Leonardo Zepeda Nunez, UW Madison and Google
09/04, 2024 at 11:10AM-12:00PM in 939 Evans (for in-person talks) and https://berkeley.zoom.us/j/98667278310

The advent of generative AI has turbocharged the development of a myriad of commercial applications, and it has slowly started to permeate into scientific computing. In this talk we discussed how recasting the formulation of old and new problems within a probabilistic approach opens the door to leverage and tailor state-of-the-art generative AI tools.
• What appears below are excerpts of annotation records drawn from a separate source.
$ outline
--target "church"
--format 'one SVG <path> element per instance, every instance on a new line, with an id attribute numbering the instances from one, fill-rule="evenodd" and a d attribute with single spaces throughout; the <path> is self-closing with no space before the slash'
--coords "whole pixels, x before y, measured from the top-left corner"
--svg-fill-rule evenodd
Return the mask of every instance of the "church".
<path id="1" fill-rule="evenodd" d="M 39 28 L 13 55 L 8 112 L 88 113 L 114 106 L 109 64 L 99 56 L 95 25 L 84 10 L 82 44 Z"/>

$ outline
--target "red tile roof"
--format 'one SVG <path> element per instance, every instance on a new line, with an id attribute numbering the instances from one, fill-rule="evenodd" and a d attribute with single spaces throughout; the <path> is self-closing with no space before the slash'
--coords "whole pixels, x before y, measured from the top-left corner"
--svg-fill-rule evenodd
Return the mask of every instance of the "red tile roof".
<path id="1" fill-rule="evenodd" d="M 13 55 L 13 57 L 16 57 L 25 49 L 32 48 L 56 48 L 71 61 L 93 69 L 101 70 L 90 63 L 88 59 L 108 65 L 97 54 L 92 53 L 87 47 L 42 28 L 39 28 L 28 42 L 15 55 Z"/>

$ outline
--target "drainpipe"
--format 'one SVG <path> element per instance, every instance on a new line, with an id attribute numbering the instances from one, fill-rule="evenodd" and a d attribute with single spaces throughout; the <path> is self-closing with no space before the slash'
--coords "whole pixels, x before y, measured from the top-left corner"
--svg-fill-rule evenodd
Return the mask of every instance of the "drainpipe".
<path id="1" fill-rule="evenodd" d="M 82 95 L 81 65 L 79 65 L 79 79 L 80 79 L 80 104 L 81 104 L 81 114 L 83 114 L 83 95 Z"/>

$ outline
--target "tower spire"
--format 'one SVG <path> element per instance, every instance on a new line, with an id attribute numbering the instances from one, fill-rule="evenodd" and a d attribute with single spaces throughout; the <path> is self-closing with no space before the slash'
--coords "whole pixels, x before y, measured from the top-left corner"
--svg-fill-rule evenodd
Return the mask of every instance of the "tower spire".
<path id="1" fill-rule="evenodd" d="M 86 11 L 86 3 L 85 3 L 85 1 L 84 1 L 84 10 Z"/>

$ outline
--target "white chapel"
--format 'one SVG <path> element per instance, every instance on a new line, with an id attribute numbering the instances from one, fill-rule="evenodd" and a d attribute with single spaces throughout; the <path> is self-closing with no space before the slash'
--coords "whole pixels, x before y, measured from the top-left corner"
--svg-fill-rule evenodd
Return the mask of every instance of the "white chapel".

As such, we review recent advancements in Probabilistic SciML – including computational fluid dynamics, inverse problems, and particularly climate sciences, with an emphasis on statistical downscaling.

Statistical downscaling is a crucial tool for analyzing the regional effects of climate change under different climate models: it seeks to transform low-resolution data from a (potentially biased) coarse-grained numerical scheme (which is computationally inexpensive) into high-resolution data consistent with high-fidelity models.

We recast this problem in a two-stage probabilistic framework using unpaired data by combining two transformations: a debiasing step performed by an optimal transport map, followed by an upsampling step achieved through a probabilistic conditional diffusion model. Our approach characterizes conditional distribution without requiring paired data and faithfully recovers relevant physical statistics, even from biased samples.

We will show that our method generates statistically correct high-resolution outputs from low-resolution ones, for different chaotic systems, including well known climate models and weather data. We show that the framework is able to upsample up to 300x while accurately matching the statistics of physical quantities – even when the low-frequency content of the inputs and outputs differs. This is a crucial yet challenging requirement that existing state-of-the-art methods usually struggle with.